The best hotel in Manchester is the Holiday Inn on Elm and Granite. It’s not a great hotel, but it’s been full for weeks, since the press and campaigns book there early so as to not wind up in the many less desirable lodgings around town. On the ground floor is JD’s Tavern, the bar and restaurant that is the closest thing to a primary power hangout in New Hampshire. On any given night these days, the place is filled with writers, correspondents, TV producers, campaign strategists, press secretaries, and floating among them are the luminaries: George Stephanopolous, Chris Mathews, Peter Jennings, and my favorite sighting, Garry Trudeau.

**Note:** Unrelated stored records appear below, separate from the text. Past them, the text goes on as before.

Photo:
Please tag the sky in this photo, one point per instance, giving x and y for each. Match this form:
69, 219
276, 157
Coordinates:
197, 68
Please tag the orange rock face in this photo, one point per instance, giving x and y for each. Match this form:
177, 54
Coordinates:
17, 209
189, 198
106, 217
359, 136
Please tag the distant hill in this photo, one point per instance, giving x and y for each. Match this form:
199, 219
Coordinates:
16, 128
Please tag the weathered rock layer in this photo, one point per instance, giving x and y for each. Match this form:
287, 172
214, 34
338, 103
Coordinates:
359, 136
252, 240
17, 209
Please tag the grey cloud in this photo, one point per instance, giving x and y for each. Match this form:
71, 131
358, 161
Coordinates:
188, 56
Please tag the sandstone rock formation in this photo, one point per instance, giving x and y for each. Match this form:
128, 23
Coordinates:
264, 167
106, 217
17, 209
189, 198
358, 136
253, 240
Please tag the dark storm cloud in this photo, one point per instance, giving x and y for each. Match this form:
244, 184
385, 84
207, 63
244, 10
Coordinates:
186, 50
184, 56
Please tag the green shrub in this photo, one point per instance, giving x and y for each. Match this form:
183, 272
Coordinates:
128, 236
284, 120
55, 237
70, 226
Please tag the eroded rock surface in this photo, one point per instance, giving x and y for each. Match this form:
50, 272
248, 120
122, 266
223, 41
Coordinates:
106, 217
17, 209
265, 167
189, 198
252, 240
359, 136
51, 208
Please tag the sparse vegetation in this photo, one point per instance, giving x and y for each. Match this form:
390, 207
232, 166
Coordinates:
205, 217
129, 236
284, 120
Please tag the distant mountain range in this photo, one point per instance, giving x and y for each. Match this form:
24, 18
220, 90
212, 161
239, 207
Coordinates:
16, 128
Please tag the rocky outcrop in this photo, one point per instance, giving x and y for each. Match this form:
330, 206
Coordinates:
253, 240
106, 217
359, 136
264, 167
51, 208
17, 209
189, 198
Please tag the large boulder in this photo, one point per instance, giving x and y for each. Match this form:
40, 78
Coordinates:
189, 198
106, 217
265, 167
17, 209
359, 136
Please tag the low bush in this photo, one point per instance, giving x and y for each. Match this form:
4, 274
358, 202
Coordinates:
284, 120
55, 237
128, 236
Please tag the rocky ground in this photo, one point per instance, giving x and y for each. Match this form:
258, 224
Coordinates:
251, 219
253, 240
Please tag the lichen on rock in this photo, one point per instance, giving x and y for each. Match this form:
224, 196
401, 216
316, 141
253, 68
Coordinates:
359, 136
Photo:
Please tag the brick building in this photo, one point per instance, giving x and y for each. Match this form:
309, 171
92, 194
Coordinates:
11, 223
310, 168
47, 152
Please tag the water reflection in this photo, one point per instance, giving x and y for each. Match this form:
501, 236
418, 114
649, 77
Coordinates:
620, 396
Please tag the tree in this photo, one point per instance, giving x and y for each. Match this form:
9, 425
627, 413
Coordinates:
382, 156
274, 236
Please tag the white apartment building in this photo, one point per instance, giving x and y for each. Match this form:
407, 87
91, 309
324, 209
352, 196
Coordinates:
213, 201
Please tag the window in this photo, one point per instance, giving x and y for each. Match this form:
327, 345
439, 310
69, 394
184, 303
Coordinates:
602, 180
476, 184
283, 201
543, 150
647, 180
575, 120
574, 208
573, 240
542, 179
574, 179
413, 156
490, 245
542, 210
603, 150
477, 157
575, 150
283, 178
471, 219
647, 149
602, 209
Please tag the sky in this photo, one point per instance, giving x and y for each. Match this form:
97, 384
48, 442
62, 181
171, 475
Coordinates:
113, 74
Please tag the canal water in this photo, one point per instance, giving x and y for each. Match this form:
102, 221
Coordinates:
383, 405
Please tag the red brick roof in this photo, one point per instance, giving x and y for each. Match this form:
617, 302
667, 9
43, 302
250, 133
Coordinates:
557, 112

Monday night, JD’s was packed, more so than usual because it was the day before the primaries, and the race was getting tight. “These are our predictions,” said Scott Beale, a longtime volunteer with Rock the Vote, who had dispatched a delegation to New Hampshire four days ago. Beale handed me a beer coaster with some very precise numbers on it: Kerry — 30.3; Dean — 27.7; Edwards — 16.7; Clark — 13.4; Lieberman — 8.3; Kucinich — 1.4. The volunteers foresaw a surprise Dean run and were hoping for Edwards to do better than he had been polling the day before, especially since they were still stoked from an Edwards shoutout for Rock the Vote at the Palace earlier that night. “Why the decimal points?” I asked Holly Teresi, who was sitting next to me. Teresi is the communications director for the Youth Vote Coalition, of which Rock the Vote is a member. She handed me another beer coaster with a set of predictions from all five people at the coalition’s booth, with a column at the side that was averaged by row to get an aggregate prediction. Impressive. “We’re Ivy League,” said Teresi.